- Bicycle Culture by Design: Street Furniture

Over the Easter weekend I visited my friends Søren and Trine on their converted ship on Copenhagen Harbour, right across from Nyhavn. Brilliant sunshine. There was an army of kids, tweenagers and teenagers along for the day, from 3 to 19 years. Running around the ship, playing hide and seek and playing out on the quay. Nice to see how the Bullitt was considered a fine place to sit and text on a mobile.
Reminded my of this shot I took in Paris of some friends hanging out on parked Velib bike share bikes.

If you travel with my friend Lars Gemzøe from Gehl Architects you'll find him taking photos of benches - or spaces that lack them - when he's not taking photos of everything else. So this post is dedicated to him. :-)

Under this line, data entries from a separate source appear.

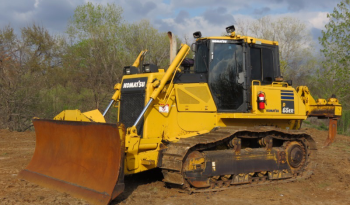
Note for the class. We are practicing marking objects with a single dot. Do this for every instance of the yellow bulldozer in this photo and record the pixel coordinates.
(220, 120)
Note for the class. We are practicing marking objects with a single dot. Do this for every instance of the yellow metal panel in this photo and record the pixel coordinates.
(71, 115)
(194, 97)
(95, 116)
(275, 99)
(195, 121)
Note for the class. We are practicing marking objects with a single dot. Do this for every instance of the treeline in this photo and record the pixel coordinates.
(42, 74)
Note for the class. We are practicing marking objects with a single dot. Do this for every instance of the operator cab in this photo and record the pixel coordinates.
(230, 64)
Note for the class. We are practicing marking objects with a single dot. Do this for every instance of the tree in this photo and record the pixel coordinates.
(335, 40)
(142, 35)
(95, 51)
(295, 43)
(26, 63)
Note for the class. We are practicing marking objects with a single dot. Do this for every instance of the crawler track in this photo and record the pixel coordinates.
(175, 155)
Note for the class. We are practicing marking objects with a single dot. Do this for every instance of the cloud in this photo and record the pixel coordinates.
(182, 16)
(262, 11)
(218, 16)
(140, 7)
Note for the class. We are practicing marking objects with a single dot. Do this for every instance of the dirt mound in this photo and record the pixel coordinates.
(329, 185)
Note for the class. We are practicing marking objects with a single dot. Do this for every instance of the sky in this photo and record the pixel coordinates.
(182, 17)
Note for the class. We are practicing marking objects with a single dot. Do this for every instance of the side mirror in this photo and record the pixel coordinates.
(193, 47)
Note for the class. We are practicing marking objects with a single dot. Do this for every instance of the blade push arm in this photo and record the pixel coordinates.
(117, 86)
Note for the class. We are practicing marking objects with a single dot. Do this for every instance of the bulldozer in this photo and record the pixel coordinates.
(223, 119)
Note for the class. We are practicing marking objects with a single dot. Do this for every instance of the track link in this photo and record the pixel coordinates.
(176, 153)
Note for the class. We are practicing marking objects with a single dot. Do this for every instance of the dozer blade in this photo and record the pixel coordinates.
(332, 131)
(84, 159)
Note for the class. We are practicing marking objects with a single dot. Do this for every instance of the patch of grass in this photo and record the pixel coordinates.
(270, 188)
(342, 146)
(307, 122)
(323, 185)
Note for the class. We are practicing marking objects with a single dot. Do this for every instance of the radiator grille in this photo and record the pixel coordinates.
(131, 105)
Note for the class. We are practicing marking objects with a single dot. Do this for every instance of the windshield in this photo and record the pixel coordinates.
(201, 58)
(226, 75)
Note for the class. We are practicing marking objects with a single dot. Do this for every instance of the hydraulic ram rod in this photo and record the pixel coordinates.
(168, 74)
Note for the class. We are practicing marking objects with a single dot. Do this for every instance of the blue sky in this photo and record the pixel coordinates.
(182, 17)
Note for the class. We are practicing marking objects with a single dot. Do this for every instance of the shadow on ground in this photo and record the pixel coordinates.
(135, 180)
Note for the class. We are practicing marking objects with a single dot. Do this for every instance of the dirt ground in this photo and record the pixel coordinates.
(330, 183)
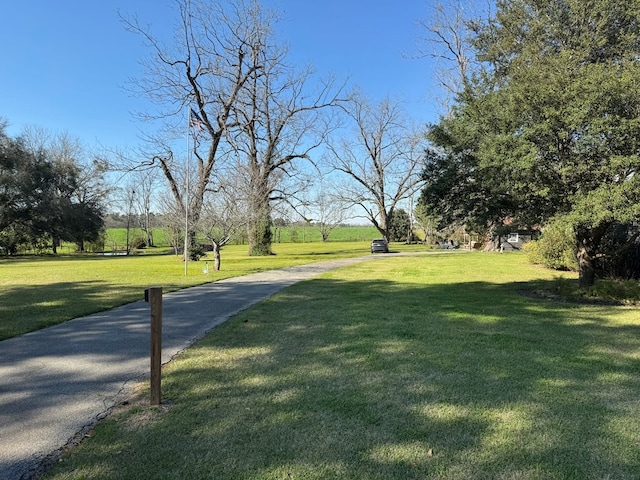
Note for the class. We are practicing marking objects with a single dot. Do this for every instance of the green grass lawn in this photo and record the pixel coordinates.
(37, 292)
(425, 367)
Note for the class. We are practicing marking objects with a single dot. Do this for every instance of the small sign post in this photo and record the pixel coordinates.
(153, 296)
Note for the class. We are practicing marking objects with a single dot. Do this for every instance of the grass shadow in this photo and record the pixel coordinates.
(379, 379)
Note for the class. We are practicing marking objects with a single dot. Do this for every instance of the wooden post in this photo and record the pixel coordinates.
(154, 297)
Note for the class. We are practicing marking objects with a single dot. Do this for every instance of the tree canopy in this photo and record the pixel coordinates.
(549, 125)
(45, 196)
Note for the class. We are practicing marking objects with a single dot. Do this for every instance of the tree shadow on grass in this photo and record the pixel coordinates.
(372, 379)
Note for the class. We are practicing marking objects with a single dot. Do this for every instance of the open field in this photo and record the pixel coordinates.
(426, 367)
(36, 292)
(115, 238)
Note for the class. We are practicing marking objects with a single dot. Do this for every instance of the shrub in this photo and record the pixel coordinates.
(556, 248)
(196, 252)
(138, 243)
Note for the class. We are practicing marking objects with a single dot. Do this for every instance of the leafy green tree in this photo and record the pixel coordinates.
(45, 195)
(551, 125)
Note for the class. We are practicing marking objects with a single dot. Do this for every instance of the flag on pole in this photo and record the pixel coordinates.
(195, 120)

In other bench news, the City of Copenhagen widened the bike lanes on Nørrebrogade, probably the busiest bicycle street in the world - and in the process slapped up a couple of benches on Queen Louise's Bridge over The Lakes. For all the liveable cityness of the bridge and surrounding lakefront, the bridge has never invited any great number of people to gather in the sunshine.Until now. Just a couple of benches have caused the sunny side of the bridge to become a people magnet. The benches get occupied first, of course, but the mere sight of people sitting on benches there cause others to sit down and lean up against the stone. So many of my friends have noticed this sudden and pleasing development. It's brilliant what a couple of benches can do to change behaviour and create a new citizen space in a city.